I wasn't sure how bad that omission would be, so I tested it and (see the attached screenshots) the answer is "very bad" :) Hopefully this isn't too hard to fix, but it needs to go in Drupal 8 first.
Also, before backporting it to Drupal 7 again, we probably should discuss the backport a little more? The thing about fieldsets is that they are very commonly used not just on admin screens but also on public-facing pages of a website, and thus they sometimes can be heavily themed. So I think we should be especially careful backporting changes unless they're really necessary. Just from looking at the patch, it's hard for me to get a sense of how likely it is to break a theme which has heavily customized its fieldsets, but maybe someone else has a better idea?
Oh, also, another backport note: The patch here looks like it conflicts with #1361810: Non-collapsible fieldsets within collapsed fieldsets have "expanded" icon which might get committed to Drupal 7 soon.
Comment #32
David_Rothstein commentedHopefully the Drupal 8 fix is as simple as this.
It's untested for Drupal 8, but the same change does seem to work correctly in Drupal 7 (figured I'd test it there quickly while I already had the RTL language set up in my development environment).
The only reason I'm not sure is that the CSS rules for LTR and RTL languages look a fair amount different in this part of the code, so perhaps a more complicated change is actually required.
Comment #33
webchickWow, thanks for catching that, David!

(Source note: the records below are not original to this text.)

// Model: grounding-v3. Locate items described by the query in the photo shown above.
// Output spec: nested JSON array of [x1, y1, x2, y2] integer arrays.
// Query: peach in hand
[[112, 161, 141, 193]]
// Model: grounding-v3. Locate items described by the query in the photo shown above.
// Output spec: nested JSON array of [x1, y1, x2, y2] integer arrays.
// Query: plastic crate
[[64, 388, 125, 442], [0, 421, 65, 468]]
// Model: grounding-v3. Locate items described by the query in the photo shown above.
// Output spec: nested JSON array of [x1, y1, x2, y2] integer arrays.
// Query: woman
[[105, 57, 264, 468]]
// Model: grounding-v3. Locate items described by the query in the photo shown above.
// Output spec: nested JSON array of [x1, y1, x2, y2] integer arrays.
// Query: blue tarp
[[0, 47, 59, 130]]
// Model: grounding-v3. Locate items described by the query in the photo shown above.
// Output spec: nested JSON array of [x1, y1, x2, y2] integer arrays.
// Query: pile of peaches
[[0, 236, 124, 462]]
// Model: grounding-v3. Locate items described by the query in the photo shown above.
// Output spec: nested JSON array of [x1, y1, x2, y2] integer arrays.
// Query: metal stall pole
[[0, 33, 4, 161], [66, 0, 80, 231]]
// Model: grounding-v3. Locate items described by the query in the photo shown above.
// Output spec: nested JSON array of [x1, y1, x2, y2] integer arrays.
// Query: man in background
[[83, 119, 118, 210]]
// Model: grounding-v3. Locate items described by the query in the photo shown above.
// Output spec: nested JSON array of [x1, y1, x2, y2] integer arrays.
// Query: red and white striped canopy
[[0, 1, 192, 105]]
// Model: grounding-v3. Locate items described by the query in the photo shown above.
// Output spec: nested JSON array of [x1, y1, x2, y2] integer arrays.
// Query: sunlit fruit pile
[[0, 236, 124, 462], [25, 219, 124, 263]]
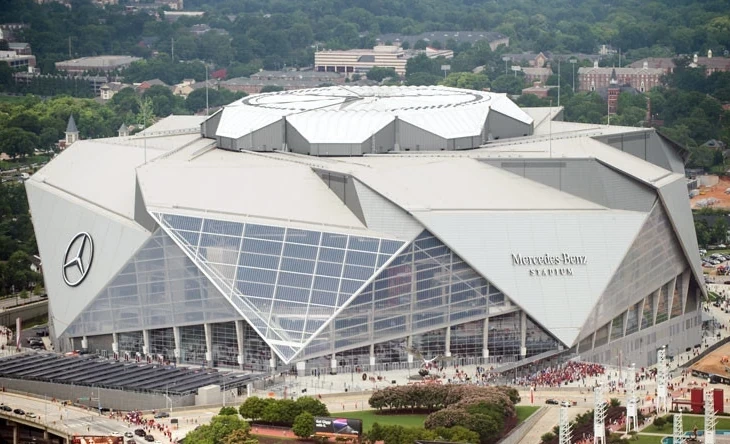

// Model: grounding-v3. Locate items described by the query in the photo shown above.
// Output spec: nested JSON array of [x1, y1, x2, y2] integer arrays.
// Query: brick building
[[578, 62, 664, 92]]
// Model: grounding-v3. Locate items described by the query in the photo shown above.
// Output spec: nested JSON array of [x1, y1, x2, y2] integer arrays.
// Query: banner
[[314, 416, 362, 436], [15, 317, 21, 351]]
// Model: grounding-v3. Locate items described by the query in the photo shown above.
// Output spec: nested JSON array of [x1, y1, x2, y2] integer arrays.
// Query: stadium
[[26, 86, 704, 374]]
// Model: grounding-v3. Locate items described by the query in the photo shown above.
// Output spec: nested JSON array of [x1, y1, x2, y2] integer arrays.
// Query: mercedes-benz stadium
[[26, 86, 704, 373]]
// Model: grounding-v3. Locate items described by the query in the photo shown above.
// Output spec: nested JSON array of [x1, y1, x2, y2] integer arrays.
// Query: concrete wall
[[0, 378, 195, 410], [0, 300, 48, 328]]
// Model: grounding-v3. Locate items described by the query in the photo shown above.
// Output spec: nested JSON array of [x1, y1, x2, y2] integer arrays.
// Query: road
[[0, 294, 48, 312], [0, 392, 218, 444]]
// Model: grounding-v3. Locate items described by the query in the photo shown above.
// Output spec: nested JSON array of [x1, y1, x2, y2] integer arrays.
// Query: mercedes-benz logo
[[63, 232, 94, 287]]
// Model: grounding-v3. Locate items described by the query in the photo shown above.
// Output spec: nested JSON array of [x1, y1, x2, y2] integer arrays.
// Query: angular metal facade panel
[[25, 180, 150, 340], [414, 210, 646, 346], [354, 180, 423, 241], [487, 109, 533, 139], [315, 170, 365, 224], [484, 159, 657, 212], [397, 120, 447, 151], [200, 109, 223, 139], [154, 214, 403, 363], [232, 119, 284, 151], [372, 122, 395, 153], [286, 122, 311, 154], [659, 176, 705, 288], [581, 203, 688, 336], [66, 229, 243, 337], [302, 231, 524, 359]]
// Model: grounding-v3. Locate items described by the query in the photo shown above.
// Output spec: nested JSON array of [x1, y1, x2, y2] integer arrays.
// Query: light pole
[[502, 56, 512, 75], [570, 59, 578, 94]]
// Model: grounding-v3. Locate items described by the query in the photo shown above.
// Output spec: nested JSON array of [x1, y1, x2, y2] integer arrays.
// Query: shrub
[[540, 432, 555, 442], [292, 412, 314, 438]]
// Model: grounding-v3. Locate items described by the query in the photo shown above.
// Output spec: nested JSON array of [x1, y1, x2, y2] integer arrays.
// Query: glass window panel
[[318, 248, 345, 264], [317, 262, 342, 278], [347, 236, 380, 253], [200, 233, 241, 251], [281, 257, 315, 274], [242, 238, 282, 256], [239, 253, 279, 270], [380, 239, 403, 256], [345, 251, 376, 267], [279, 271, 312, 290], [162, 214, 203, 231], [284, 244, 317, 260], [322, 233, 347, 248], [276, 287, 309, 304], [340, 279, 362, 294], [312, 290, 337, 307], [236, 282, 274, 298], [286, 228, 321, 245], [175, 231, 200, 247], [203, 219, 243, 237], [377, 254, 390, 268], [344, 265, 373, 281], [314, 276, 340, 293], [236, 267, 276, 284], [245, 224, 284, 241]]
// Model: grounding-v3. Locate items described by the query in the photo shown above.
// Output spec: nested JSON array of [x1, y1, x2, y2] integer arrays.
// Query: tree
[[296, 396, 330, 416], [0, 128, 39, 159], [185, 415, 251, 444], [492, 74, 525, 94], [292, 412, 314, 438], [695, 220, 710, 247], [238, 396, 274, 421], [218, 406, 238, 415], [367, 66, 398, 82], [441, 72, 489, 91]]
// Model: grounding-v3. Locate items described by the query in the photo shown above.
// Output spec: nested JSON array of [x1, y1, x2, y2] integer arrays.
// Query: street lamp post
[[502, 56, 512, 75], [570, 59, 578, 94]]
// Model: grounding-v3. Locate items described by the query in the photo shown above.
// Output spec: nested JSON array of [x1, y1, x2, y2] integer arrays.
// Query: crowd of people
[[124, 410, 173, 442], [513, 361, 606, 387]]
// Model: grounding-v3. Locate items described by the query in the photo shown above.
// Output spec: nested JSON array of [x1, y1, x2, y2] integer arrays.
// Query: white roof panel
[[138, 150, 364, 229], [286, 111, 394, 143], [398, 105, 489, 139]]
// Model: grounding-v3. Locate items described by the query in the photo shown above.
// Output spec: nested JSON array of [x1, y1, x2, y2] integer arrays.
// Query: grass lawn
[[333, 410, 428, 432], [642, 415, 730, 435], [629, 434, 662, 444], [515, 405, 540, 424]]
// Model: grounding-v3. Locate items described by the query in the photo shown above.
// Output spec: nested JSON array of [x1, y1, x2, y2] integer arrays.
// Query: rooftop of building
[[56, 55, 141, 68]]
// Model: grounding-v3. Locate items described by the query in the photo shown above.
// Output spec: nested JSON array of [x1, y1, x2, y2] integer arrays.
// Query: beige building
[[578, 62, 664, 92], [314, 45, 406, 76]]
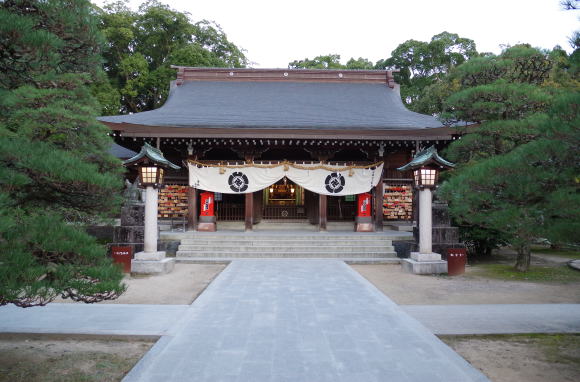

So sorry. :(
Comment #34
sirtetyes, the patch from #32 does work in D8:

Comment #35
jenlamptonLooks like that's a review! :)
Comment #37
bill richardson commentedThis does not seem to be an issue in latest Drupal 8 beta ---- closing as cannot reproduce
Comment #38
David_Rothstein commentedLooks like the regression is no longer present (probably was fixed when Drupal 8 changed the way it handled RTL styling to no longer use separate CSS files) but we still need to consider the original patch (plus fixes to prevent the regression) for possible Drupal 7 backport.
Comment #43
aubjr_drupal commentedI know this is a really old D7 ticket, but for record's sake: I had no trouble with RTL output when I applied the changes in #10 to the rules in both system.theme.css AND system.theme-rtl.css. Could my reformed patch get put into the next release of D7?